Our API service is hosted by many virtual “instances” on AWS. Over the course of each day, instances are put into service or taken out of service based on various needs (such as increased/decreased demand, or deploying new code). When each instance starts up, the first thing it does is check our dependencies (i.e. other software packages we use) for any security updates and apply them if found.

The Incident

A certain amount of time is allotted for the security updates as well as any other startup procedures. In the past day, an update for one of our dependencies was published. The new update took much longer than normal to install, and the combined time was exceeding the allotted time for startup. As a result, new API instances would fail to launch.

Automated alarms went off as our API fleet was dwindling, but we weren’t able to identify the root cause before the impact was noticeable to our users. As soon as we identified the timeout problem, we allotted more time and the API fleet came back to “green” within minutes.

Next Steps

We are proud of the uptime and stability of the FieldClock platform. Though this outage was resolved quickly, we take it very seriously and will be reviewing our procedures to avoid a similar incident in the future.

As always, we thank you for your patience during this incident! If you have any questions, please reach out to Support and we’ll be happy to provide any additional information we can.

Thanks,
~The FieldClock Team

Posted Jul 14, 2021 - 12:19 PDT

Resolved
This incident has been resolved.
Posted Jul 14, 2021 - 11:57 PDT
Monitoring
The configuration error has been resolved and API servers are now functioning properly. We're keeping an eye on the situation and implementing a permanent fix for the root cause.
Posted Jul 14, 2021 - 11:19 PDT
Identified
We think we've identified the issue. API instances are failing to launch properly due to a mismatched configuration.
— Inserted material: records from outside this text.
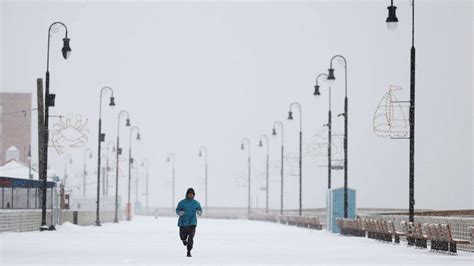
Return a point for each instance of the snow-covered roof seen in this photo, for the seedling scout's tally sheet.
(17, 170)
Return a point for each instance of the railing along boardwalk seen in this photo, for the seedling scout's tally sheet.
(439, 236)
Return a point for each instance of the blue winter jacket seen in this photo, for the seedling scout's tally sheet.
(190, 207)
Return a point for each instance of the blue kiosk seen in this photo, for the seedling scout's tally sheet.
(335, 207)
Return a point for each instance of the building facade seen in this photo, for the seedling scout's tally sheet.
(15, 124)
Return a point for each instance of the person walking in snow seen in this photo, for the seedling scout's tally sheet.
(187, 222)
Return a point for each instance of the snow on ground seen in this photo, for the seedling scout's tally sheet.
(147, 240)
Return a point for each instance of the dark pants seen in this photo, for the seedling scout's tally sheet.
(187, 233)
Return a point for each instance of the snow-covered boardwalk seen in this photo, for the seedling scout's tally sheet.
(147, 240)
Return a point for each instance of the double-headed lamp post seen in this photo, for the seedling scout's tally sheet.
(264, 138)
(246, 143)
(171, 159)
(282, 160)
(145, 166)
(329, 124)
(130, 162)
(101, 138)
(117, 159)
(290, 117)
(331, 80)
(105, 187)
(67, 161)
(49, 102)
(392, 22)
(87, 154)
(203, 153)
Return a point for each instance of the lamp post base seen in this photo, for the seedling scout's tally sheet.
(43, 228)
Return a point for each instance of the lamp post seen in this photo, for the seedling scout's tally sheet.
(117, 159)
(86, 151)
(274, 133)
(29, 177)
(101, 138)
(49, 102)
(145, 165)
(290, 117)
(392, 21)
(171, 159)
(267, 144)
(242, 147)
(203, 153)
(331, 79)
(107, 167)
(130, 161)
(329, 124)
(67, 160)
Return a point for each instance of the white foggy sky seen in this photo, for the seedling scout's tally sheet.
(209, 73)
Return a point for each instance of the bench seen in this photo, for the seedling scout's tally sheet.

We're working on a solution now.
Posted Jul 14, 2021 - 11:10 PDT
Investigating
We are aware that the API is responding with "unavailable" errors to a high percentage of requests right now. We are looking into the issue and will have it resolved ASAP.

Mobile apps will continue to work fine in offline mode but may experience sync errors.
Posted Jul 14, 2021 - 10:53 PDT
This incident affected: Admin Site, Employee Portal, and API.